Data mart – Data marts provide a long-range view of data within a given subject area, such as sales or finance. Data marts provide the same benefits of a data warehouse, but with limited scope and size
Data masking – Data masking does not just replace sensitive data with blanks. It creates characteristically intact, but inauthentic, replicas of personally identifiable data or other highly sensitive data in order to uphold the complexity and unique characteristics of data. In this way, tests performed on properly masked data will yield the same results as they would on the authentic dataset.

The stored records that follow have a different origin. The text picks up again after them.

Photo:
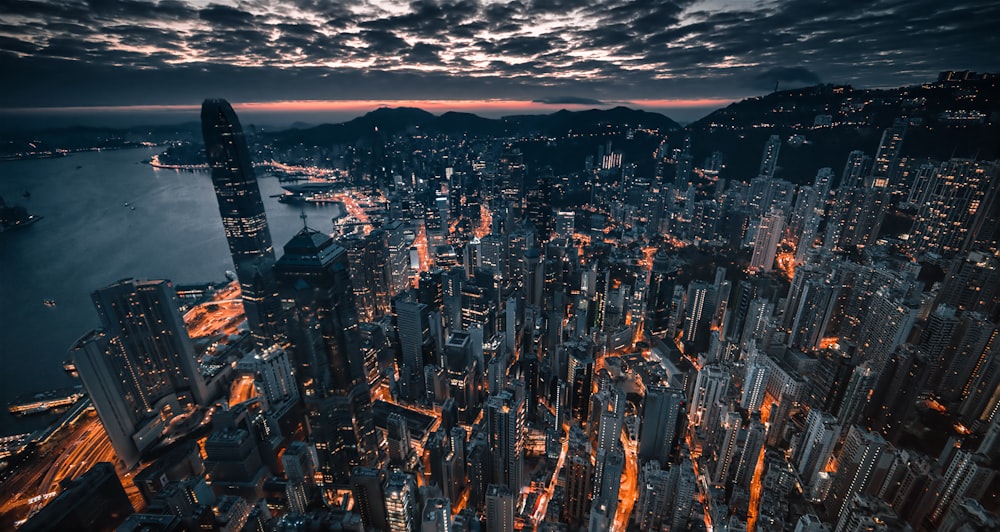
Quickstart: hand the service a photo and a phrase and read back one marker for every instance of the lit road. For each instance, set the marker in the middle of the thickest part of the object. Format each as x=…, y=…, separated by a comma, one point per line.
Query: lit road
x=82, y=445
x=223, y=319
x=755, y=486
x=629, y=492
x=544, y=498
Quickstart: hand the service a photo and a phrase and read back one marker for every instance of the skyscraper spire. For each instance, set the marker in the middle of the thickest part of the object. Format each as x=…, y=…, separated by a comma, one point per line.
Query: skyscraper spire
x=243, y=217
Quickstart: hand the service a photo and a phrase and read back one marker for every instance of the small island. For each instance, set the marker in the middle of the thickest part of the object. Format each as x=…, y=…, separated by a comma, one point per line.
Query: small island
x=15, y=216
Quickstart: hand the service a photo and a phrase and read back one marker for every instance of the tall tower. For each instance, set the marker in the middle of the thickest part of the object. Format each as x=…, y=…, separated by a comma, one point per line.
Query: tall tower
x=765, y=244
x=401, y=502
x=505, y=425
x=663, y=423
x=243, y=218
x=862, y=466
x=499, y=509
x=769, y=159
x=154, y=355
x=322, y=324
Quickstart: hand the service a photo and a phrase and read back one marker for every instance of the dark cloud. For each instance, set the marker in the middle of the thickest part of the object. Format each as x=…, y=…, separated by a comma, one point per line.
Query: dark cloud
x=384, y=42
x=127, y=50
x=424, y=53
x=226, y=16
x=568, y=100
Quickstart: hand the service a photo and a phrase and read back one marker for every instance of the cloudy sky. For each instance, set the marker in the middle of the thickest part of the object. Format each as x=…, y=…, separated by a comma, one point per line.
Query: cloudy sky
x=60, y=53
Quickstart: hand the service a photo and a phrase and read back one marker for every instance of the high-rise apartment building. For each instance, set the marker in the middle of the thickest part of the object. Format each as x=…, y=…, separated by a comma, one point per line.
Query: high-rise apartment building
x=243, y=218
x=765, y=244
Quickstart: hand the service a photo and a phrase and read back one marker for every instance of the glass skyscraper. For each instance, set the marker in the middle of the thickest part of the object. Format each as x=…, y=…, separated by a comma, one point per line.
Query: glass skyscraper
x=243, y=217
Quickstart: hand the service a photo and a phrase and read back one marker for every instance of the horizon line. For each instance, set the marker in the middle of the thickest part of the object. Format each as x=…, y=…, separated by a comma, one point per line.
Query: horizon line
x=372, y=104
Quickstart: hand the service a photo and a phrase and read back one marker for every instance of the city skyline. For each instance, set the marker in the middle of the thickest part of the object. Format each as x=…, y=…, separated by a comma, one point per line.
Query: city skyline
x=784, y=315
x=165, y=53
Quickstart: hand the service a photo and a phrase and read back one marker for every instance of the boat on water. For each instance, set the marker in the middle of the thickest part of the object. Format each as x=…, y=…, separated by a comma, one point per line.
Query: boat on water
x=70, y=367
x=37, y=403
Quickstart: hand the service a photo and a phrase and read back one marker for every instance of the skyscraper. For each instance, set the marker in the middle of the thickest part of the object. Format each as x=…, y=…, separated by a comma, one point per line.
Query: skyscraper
x=663, y=422
x=322, y=324
x=505, y=420
x=141, y=366
x=243, y=218
x=401, y=502
x=157, y=356
x=765, y=244
x=769, y=159
x=499, y=509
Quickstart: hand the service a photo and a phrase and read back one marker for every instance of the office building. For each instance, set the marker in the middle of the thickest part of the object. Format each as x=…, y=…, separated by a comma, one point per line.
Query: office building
x=243, y=218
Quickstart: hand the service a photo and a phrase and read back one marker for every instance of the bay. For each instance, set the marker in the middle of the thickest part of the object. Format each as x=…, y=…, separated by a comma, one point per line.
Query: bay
x=88, y=238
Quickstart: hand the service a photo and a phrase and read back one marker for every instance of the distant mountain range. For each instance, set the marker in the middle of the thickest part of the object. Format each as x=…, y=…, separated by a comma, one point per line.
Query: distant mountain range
x=407, y=120
x=950, y=117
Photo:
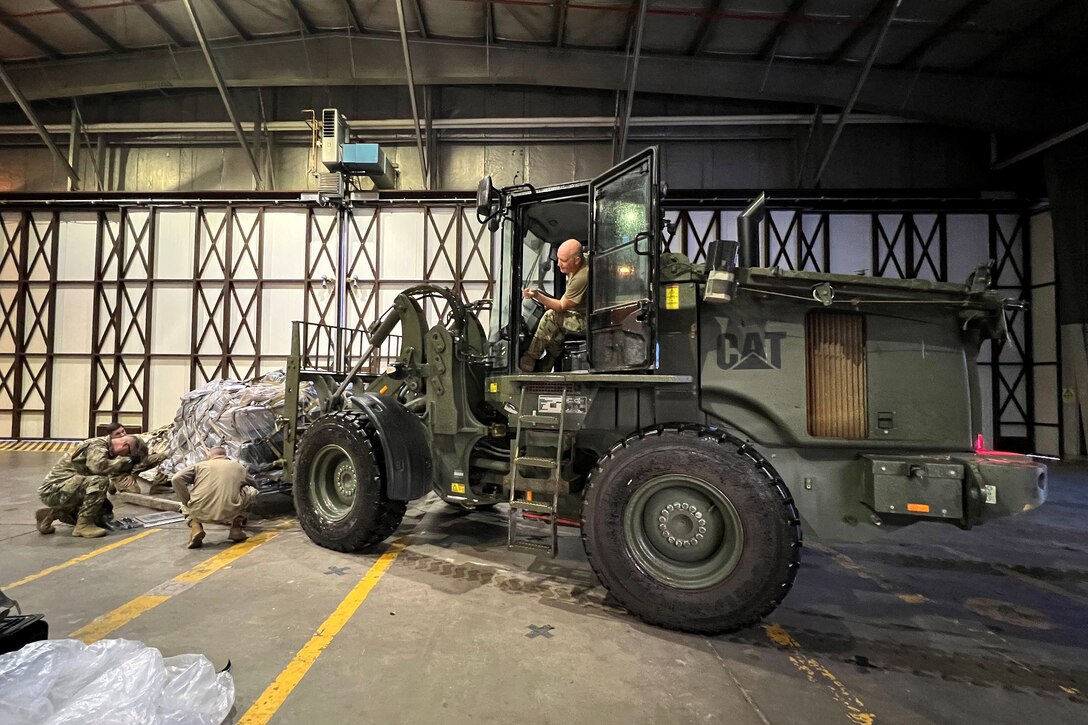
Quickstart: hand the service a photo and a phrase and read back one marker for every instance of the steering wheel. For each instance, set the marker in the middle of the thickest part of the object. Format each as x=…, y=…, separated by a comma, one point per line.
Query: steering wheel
x=532, y=310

Data mining – Unlike data analytics, in which discovery goals are often not known or well defined at the outset, data mining efforts are usually driven by a specific absence of information that can’t be satisfied through standard data queries or reports. Data mining yields information from which predictive models can be derived and then tested, leading to a greater understanding of the marketplace.
Data obfuscation – Data obfuscation is often used interchangeably with data masking. Data obfuscation scrambles data to anonymize it
Data Preparation – The goal of data preparation is the same as other data hygiene processes: to ensure that data is consistent and of high quality. Inconsistent, low quality data can contribute to incorrect or misleading business intelligence. It can create errors and make analytics and data mining slow and unreliable. By preparing data for analysis up front, organizations can be sure they are maximizing the intelligence potential of that information.
Data Quality – Quality data is useful data. To be of high quality, data must be consistent and unambiguous. Data quality issues are often the result of database merges or systems/cloud integration processes in which data fields that should be compatible are not due to schema or format inconsistencies. Data that is not high quality can undergo data cleansing to raise its quality.